«Non ha i soldi? Niente ambulanza»
Proteste al calor bianco, mugugni nemmeno tanto sommessi, prese di posizione indignate e interrogazioni a livello politico.
Tutta questa mobilitazione non è ancora riuscita a far si che il servizio di trasporto a casa degli ex degenti degli ospedali cittadini venga riorganizzato e riprenda a funzionare come aveva fatto per vent’anni fino all’inizio dello scorso febbraio. Nonostante le denunce del disservizio - ora affidato alla spicciolata unicamente a una dozzina di “Croci” private e non più coordinato dal “118” - non si intravede una soluzione che in un verso rispetti la dignità degli ammalati che vengono dimessi, nell’altro che sottragga agli infermieri l’incombenza di cercare e cercare tra le varie “Croci” un’ambulanza disponibile ad eseguire in tempi ragionevoli il trasferimento dell’infermo.
Ecco un “fiorilegio” di casi abnormi, accaduti nelle ultime settimane a Cattinara e all’Ospedale Maggiore. Per ovvia riservatezza omettiamo i nomi degli ammalati e ogni altro dato che possa favorirne l’identificazione.
«Nei primi giorni di aprile non è stato possibile dimettere una paziente e trasportarla a casa, nell’Isontino, con un’ambulanza privata. Non esisteva un mezzo disponibile in quelle ore». Ma non basta. L’anziana ha occupato un letto d’ospedale per un giorno e mezzo in più del dovuto con tutto ciò che ne consegue sul piano delle spesa e dell’efficienza. Ed ancora. «Nessuna delle ambulanze della “Croci” che agiscono sul mercato triestine, ha dato la propria disponibilità al trasporto dell’anziano che doveva essere dimesso dall’ospedale. Un infermiere aveva contatto “l’Ambulanze Asva”, “Croce blu”, “Ambulanza vitae”, “Ambulanze Humanitas” senza aver alcun riscontro. Dopo più di un’ora di tentativi solo la “Cooperativa sociale Ida” ha accolto la richiesta.
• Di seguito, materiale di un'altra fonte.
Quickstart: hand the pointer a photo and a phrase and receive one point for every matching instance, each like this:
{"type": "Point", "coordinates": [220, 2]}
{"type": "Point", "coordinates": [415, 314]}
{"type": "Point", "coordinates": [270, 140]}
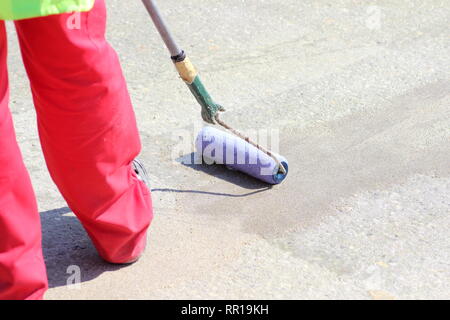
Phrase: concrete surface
{"type": "Point", "coordinates": [359, 93]}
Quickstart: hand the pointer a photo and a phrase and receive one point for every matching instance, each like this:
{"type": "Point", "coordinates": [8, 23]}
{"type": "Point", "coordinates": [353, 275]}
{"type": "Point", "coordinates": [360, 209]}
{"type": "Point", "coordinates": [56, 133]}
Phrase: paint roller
{"type": "Point", "coordinates": [236, 151]}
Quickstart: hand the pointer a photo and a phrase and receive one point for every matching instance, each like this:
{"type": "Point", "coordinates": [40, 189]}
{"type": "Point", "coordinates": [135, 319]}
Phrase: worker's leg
{"type": "Point", "coordinates": [87, 128]}
{"type": "Point", "coordinates": [22, 269]}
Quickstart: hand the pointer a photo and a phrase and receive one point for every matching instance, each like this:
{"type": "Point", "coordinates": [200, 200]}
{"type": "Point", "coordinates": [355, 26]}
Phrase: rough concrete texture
{"type": "Point", "coordinates": [360, 94]}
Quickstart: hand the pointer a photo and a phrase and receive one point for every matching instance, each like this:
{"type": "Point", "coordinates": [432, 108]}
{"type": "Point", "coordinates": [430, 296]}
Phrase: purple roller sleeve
{"type": "Point", "coordinates": [220, 147]}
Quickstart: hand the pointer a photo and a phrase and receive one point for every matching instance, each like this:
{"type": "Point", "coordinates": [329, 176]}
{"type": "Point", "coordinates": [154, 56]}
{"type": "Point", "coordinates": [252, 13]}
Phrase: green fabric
{"type": "Point", "coordinates": [23, 9]}
{"type": "Point", "coordinates": [209, 107]}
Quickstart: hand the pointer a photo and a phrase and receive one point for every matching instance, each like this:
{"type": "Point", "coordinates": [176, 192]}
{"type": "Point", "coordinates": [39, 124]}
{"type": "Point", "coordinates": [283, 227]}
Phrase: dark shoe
{"type": "Point", "coordinates": [141, 173]}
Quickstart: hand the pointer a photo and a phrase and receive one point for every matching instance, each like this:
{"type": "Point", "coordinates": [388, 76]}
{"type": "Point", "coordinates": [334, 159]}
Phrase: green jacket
{"type": "Point", "coordinates": [22, 9]}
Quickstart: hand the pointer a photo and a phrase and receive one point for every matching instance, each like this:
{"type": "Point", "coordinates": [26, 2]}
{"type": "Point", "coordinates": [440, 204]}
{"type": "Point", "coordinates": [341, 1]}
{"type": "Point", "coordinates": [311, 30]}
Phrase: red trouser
{"type": "Point", "coordinates": [89, 137]}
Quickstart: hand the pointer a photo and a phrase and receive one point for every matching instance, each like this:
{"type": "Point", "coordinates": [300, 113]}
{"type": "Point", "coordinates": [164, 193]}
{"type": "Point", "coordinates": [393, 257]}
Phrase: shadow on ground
{"type": "Point", "coordinates": [65, 243]}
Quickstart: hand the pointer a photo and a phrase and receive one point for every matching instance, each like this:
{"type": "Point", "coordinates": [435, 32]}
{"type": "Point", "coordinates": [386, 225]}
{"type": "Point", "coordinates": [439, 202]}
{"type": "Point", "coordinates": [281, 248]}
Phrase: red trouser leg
{"type": "Point", "coordinates": [87, 128]}
{"type": "Point", "coordinates": [22, 269]}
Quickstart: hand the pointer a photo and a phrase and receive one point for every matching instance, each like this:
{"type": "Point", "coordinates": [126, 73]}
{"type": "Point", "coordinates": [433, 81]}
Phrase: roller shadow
{"type": "Point", "coordinates": [222, 172]}
{"type": "Point", "coordinates": [65, 243]}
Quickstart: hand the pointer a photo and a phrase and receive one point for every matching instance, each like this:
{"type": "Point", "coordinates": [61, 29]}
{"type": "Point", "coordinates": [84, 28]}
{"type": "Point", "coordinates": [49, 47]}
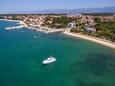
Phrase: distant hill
{"type": "Point", "coordinates": [82, 10]}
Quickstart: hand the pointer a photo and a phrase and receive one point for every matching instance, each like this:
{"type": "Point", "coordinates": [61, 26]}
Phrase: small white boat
{"type": "Point", "coordinates": [49, 60]}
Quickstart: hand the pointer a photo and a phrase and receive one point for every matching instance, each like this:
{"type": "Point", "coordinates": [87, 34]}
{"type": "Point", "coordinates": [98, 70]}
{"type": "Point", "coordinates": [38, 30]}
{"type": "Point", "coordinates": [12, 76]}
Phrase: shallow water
{"type": "Point", "coordinates": [79, 62]}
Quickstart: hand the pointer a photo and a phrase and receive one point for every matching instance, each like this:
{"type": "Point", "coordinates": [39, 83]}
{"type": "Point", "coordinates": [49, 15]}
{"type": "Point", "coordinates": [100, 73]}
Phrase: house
{"type": "Point", "coordinates": [72, 25]}
{"type": "Point", "coordinates": [90, 29]}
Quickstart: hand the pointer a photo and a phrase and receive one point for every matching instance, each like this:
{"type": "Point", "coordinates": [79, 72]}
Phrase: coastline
{"type": "Point", "coordinates": [93, 39]}
{"type": "Point", "coordinates": [50, 30]}
{"type": "Point", "coordinates": [19, 21]}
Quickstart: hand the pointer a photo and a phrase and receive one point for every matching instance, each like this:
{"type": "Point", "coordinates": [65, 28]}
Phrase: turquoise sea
{"type": "Point", "coordinates": [79, 62]}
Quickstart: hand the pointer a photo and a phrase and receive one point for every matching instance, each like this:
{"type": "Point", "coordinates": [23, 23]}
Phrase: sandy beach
{"type": "Point", "coordinates": [20, 22]}
{"type": "Point", "coordinates": [94, 39]}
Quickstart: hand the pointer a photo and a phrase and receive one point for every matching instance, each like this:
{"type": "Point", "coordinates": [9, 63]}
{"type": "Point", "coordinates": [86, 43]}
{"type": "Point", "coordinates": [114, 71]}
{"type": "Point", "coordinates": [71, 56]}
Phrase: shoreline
{"type": "Point", "coordinates": [39, 29]}
{"type": "Point", "coordinates": [50, 30]}
{"type": "Point", "coordinates": [93, 39]}
{"type": "Point", "coordinates": [19, 21]}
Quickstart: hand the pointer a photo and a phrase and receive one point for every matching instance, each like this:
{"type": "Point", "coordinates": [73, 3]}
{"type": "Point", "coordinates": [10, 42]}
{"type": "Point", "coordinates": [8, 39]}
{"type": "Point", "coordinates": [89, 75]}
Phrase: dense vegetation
{"type": "Point", "coordinates": [105, 29]}
{"type": "Point", "coordinates": [57, 22]}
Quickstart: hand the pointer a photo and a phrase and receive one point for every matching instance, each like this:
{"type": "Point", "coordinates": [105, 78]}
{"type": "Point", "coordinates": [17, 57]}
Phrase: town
{"type": "Point", "coordinates": [101, 26]}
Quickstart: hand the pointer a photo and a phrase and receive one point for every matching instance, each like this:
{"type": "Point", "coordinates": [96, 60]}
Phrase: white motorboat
{"type": "Point", "coordinates": [49, 60]}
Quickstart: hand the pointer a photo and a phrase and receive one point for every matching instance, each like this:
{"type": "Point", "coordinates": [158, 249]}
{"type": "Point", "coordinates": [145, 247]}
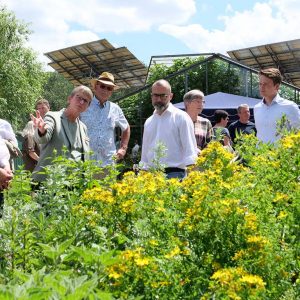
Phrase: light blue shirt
{"type": "Point", "coordinates": [267, 116]}
{"type": "Point", "coordinates": [101, 122]}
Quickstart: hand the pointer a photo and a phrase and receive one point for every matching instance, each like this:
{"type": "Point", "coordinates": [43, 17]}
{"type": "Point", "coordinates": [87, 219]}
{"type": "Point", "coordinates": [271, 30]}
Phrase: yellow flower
{"type": "Point", "coordinates": [141, 262]}
{"type": "Point", "coordinates": [127, 206]}
{"type": "Point", "coordinates": [174, 252]}
{"type": "Point", "coordinates": [253, 281]}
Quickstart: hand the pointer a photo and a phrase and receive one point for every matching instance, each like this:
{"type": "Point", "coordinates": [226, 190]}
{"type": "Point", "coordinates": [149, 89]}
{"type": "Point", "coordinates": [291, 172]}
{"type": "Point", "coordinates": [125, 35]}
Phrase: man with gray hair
{"type": "Point", "coordinates": [242, 125]}
{"type": "Point", "coordinates": [194, 103]}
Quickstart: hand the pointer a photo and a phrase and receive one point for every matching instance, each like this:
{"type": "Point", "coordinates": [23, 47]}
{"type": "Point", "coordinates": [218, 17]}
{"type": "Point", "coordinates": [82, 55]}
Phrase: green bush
{"type": "Point", "coordinates": [227, 231]}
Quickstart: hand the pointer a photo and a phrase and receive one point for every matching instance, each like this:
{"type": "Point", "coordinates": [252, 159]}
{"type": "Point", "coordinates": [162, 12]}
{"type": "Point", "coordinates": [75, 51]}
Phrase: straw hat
{"type": "Point", "coordinates": [105, 78]}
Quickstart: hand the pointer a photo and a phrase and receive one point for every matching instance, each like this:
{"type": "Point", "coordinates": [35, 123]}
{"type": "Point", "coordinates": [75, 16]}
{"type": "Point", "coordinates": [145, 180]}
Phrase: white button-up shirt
{"type": "Point", "coordinates": [175, 130]}
{"type": "Point", "coordinates": [101, 122]}
{"type": "Point", "coordinates": [267, 116]}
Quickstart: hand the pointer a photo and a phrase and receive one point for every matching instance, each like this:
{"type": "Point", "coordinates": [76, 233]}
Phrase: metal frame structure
{"type": "Point", "coordinates": [80, 63]}
{"type": "Point", "coordinates": [282, 55]}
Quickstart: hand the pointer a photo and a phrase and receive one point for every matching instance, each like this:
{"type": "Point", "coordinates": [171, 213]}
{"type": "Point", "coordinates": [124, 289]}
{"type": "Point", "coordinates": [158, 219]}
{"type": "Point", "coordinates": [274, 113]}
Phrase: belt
{"type": "Point", "coordinates": [171, 170]}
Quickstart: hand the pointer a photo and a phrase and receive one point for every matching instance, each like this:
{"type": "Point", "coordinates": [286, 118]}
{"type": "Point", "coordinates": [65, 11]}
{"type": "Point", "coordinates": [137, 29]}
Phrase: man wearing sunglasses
{"type": "Point", "coordinates": [101, 119]}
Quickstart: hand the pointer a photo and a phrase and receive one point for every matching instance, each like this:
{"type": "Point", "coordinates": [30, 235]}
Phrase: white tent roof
{"type": "Point", "coordinates": [223, 100]}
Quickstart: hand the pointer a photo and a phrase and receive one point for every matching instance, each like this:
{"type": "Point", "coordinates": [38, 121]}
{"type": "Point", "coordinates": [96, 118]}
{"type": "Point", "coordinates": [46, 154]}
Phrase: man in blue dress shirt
{"type": "Point", "coordinates": [101, 119]}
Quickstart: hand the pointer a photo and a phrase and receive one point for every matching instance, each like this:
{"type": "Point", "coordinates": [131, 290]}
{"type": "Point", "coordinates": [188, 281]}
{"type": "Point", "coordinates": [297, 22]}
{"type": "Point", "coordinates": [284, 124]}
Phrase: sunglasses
{"type": "Point", "coordinates": [105, 87]}
{"type": "Point", "coordinates": [82, 100]}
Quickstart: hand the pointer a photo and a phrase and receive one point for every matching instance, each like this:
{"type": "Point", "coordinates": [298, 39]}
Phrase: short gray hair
{"type": "Point", "coordinates": [192, 94]}
{"type": "Point", "coordinates": [239, 109]}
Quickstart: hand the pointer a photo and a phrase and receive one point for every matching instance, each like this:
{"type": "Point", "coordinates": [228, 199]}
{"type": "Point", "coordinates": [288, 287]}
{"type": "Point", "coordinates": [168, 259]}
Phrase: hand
{"type": "Point", "coordinates": [38, 122]}
{"type": "Point", "coordinates": [6, 176]}
{"type": "Point", "coordinates": [120, 153]}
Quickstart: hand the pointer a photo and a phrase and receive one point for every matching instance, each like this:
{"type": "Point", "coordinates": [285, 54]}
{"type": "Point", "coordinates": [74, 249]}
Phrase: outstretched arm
{"type": "Point", "coordinates": [39, 123]}
{"type": "Point", "coordinates": [124, 143]}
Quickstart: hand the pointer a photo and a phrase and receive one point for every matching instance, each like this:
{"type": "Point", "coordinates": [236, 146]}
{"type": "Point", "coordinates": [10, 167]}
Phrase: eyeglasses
{"type": "Point", "coordinates": [199, 101]}
{"type": "Point", "coordinates": [105, 87]}
{"type": "Point", "coordinates": [81, 99]}
{"type": "Point", "coordinates": [161, 96]}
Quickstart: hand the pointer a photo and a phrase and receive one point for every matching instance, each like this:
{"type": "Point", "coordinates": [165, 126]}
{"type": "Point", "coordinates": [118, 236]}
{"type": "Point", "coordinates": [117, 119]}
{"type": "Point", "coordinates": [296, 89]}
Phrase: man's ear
{"type": "Point", "coordinates": [171, 96]}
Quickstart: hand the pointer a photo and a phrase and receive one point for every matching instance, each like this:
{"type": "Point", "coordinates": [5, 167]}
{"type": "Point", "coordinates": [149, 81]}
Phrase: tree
{"type": "Point", "coordinates": [21, 76]}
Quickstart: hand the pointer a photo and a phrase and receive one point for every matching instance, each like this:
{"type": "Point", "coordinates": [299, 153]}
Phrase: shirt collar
{"type": "Point", "coordinates": [170, 108]}
{"type": "Point", "coordinates": [275, 100]}
{"type": "Point", "coordinates": [96, 101]}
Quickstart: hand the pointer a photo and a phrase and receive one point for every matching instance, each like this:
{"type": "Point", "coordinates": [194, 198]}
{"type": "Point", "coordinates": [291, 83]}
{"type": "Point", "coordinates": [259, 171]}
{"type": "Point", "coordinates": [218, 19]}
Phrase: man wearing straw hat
{"type": "Point", "coordinates": [101, 119]}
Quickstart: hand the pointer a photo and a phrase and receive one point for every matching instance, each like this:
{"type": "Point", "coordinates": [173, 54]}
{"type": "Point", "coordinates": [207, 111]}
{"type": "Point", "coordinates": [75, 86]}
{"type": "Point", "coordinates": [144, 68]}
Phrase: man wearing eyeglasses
{"type": "Point", "coordinates": [101, 119]}
{"type": "Point", "coordinates": [174, 129]}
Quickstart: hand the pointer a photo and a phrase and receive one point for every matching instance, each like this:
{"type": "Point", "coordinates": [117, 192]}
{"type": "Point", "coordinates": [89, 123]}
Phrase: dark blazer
{"type": "Point", "coordinates": [57, 136]}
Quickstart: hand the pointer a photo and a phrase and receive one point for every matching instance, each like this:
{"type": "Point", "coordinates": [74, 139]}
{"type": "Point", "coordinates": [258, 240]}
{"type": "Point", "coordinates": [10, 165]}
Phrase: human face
{"type": "Point", "coordinates": [161, 97]}
{"type": "Point", "coordinates": [267, 88]}
{"type": "Point", "coordinates": [196, 105]}
{"type": "Point", "coordinates": [103, 91]}
{"type": "Point", "coordinates": [224, 122]}
{"type": "Point", "coordinates": [79, 102]}
{"type": "Point", "coordinates": [43, 109]}
{"type": "Point", "coordinates": [244, 115]}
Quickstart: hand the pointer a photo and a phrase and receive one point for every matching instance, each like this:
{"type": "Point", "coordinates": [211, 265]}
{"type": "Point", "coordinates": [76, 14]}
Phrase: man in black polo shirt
{"type": "Point", "coordinates": [243, 125]}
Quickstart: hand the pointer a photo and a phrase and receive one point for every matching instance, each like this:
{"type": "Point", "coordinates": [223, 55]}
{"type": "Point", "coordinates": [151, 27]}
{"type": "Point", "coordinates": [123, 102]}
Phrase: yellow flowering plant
{"type": "Point", "coordinates": [230, 230]}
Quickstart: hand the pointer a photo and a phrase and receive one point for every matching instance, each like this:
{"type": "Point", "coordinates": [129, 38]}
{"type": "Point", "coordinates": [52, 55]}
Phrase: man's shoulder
{"type": "Point", "coordinates": [234, 124]}
{"type": "Point", "coordinates": [286, 102]}
{"type": "Point", "coordinates": [259, 104]}
{"type": "Point", "coordinates": [54, 114]}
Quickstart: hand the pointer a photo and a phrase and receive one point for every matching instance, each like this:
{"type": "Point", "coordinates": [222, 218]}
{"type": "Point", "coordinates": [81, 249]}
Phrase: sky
{"type": "Point", "coordinates": [157, 27]}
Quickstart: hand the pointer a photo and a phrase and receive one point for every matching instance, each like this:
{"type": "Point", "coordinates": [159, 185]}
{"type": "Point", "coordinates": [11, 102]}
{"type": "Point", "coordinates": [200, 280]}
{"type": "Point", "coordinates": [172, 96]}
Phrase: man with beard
{"type": "Point", "coordinates": [171, 127]}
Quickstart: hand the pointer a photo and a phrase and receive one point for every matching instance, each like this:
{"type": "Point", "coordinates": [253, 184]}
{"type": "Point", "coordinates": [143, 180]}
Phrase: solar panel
{"type": "Point", "coordinates": [80, 63]}
{"type": "Point", "coordinates": [283, 55]}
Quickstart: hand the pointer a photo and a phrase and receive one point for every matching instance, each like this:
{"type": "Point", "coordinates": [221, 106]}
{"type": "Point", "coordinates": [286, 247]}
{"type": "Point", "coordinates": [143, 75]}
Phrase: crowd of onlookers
{"type": "Point", "coordinates": [86, 128]}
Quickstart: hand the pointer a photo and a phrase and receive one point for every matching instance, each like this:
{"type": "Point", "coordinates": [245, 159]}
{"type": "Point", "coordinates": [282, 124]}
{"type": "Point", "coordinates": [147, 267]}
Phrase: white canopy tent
{"type": "Point", "coordinates": [221, 100]}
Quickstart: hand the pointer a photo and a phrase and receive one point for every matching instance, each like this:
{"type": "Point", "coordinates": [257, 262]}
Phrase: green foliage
{"type": "Point", "coordinates": [227, 231]}
{"type": "Point", "coordinates": [21, 76]}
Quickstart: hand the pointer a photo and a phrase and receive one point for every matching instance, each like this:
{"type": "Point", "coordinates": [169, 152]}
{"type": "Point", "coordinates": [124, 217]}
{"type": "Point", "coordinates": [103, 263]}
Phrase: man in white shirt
{"type": "Point", "coordinates": [272, 108]}
{"type": "Point", "coordinates": [101, 119]}
{"type": "Point", "coordinates": [174, 129]}
{"type": "Point", "coordinates": [6, 133]}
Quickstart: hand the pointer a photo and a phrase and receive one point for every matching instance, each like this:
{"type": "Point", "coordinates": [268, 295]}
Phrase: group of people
{"type": "Point", "coordinates": [89, 121]}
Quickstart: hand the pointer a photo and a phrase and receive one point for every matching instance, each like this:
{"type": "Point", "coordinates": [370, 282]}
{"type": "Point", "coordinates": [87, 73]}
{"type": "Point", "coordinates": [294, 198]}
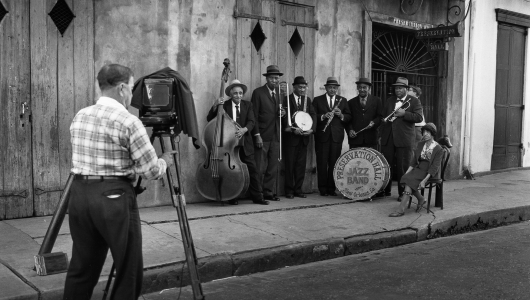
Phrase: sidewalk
{"type": "Point", "coordinates": [249, 238]}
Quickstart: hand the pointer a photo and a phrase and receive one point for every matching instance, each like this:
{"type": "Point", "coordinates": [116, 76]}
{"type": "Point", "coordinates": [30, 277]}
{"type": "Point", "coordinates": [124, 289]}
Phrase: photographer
{"type": "Point", "coordinates": [110, 147]}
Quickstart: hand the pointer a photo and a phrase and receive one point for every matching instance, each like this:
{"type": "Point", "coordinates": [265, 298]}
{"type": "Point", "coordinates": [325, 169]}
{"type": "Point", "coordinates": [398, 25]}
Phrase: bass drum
{"type": "Point", "coordinates": [302, 120]}
{"type": "Point", "coordinates": [360, 173]}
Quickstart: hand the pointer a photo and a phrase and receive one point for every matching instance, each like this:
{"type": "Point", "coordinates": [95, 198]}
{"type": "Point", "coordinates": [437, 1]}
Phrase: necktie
{"type": "Point", "coordinates": [238, 117]}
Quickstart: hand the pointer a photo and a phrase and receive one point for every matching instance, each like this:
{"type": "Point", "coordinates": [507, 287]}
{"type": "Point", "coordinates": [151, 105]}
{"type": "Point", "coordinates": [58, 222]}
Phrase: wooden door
{"type": "Point", "coordinates": [16, 194]}
{"type": "Point", "coordinates": [509, 106]}
{"type": "Point", "coordinates": [275, 24]}
{"type": "Point", "coordinates": [53, 74]}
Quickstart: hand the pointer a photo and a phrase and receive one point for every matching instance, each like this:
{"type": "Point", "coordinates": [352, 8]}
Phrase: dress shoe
{"type": "Point", "coordinates": [262, 202]}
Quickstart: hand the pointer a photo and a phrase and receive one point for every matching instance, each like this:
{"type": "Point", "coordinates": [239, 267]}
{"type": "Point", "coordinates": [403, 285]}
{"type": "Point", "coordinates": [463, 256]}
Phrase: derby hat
{"type": "Point", "coordinates": [401, 81]}
{"type": "Point", "coordinates": [431, 127]}
{"type": "Point", "coordinates": [233, 84]}
{"type": "Point", "coordinates": [299, 80]}
{"type": "Point", "coordinates": [332, 81]}
{"type": "Point", "coordinates": [364, 80]}
{"type": "Point", "coordinates": [273, 70]}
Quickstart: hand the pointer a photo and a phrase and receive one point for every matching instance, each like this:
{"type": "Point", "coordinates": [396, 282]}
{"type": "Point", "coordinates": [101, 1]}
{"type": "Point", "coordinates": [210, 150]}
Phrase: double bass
{"type": "Point", "coordinates": [222, 176]}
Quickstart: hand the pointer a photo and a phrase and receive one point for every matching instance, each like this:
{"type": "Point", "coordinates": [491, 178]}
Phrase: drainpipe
{"type": "Point", "coordinates": [468, 99]}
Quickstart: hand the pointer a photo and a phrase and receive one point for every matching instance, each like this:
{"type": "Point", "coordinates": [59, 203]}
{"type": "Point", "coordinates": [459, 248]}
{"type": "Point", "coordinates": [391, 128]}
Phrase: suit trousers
{"type": "Point", "coordinates": [295, 162]}
{"type": "Point", "coordinates": [401, 158]}
{"type": "Point", "coordinates": [267, 164]}
{"type": "Point", "coordinates": [103, 215]}
{"type": "Point", "coordinates": [255, 185]}
{"type": "Point", "coordinates": [327, 154]}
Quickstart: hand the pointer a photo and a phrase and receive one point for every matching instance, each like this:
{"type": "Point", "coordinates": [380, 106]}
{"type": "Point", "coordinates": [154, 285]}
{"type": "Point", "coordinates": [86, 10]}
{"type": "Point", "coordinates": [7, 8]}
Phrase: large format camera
{"type": "Point", "coordinates": [157, 106]}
Oltre ai tempi lunghissimi di attesa, le proteste hanno coinvolto anche i costi, “liberi” di oscillare all’insù tra una “Croce“ e l’altra come lo spread nello scorso autunno.
Talvolta agli addetti all’ambulanza non è apparso sufficiente l’impegno assunto dal malato o dai suoi congiunti a pagare il trasporto. Racconta un infermiere. «La paziente era disponibile a pagare il trasporto a casa, ma quando è arrivata l’ambulanza, la signora si è accorta di non avere nel borsellino tutto il denaro contante richiestole. Ha ribadito il proprio impegno ma l’equipaggio ha rifiutato il trasporto».
In questo periodo sono comparsi sul “mercato” dei trasporti di ammalati anche mezzi di fortuna, non adeguatamente attrezzati per trasferire persone convalescenti. Tra i mezzi offerti dal mercato libero anche una specie di furgoncino adibito al trasporto di pazienti distesi. Le difficoltà aumentano nei fine settimana, in quanto la maggior parte della ambulanze non è disponibile e le poche che rimangono in servizio aumentano i prezzi. Un trasporto nell’ambito della città, può costare anche 60 o 70 euro. Un tempo, prima di febbraio, al contrario i prezzi erano fissi, stabiliti dall’Azienda sanitaria e il telefono per attivare il servizio era unico e rispondeva al 5095 del 118.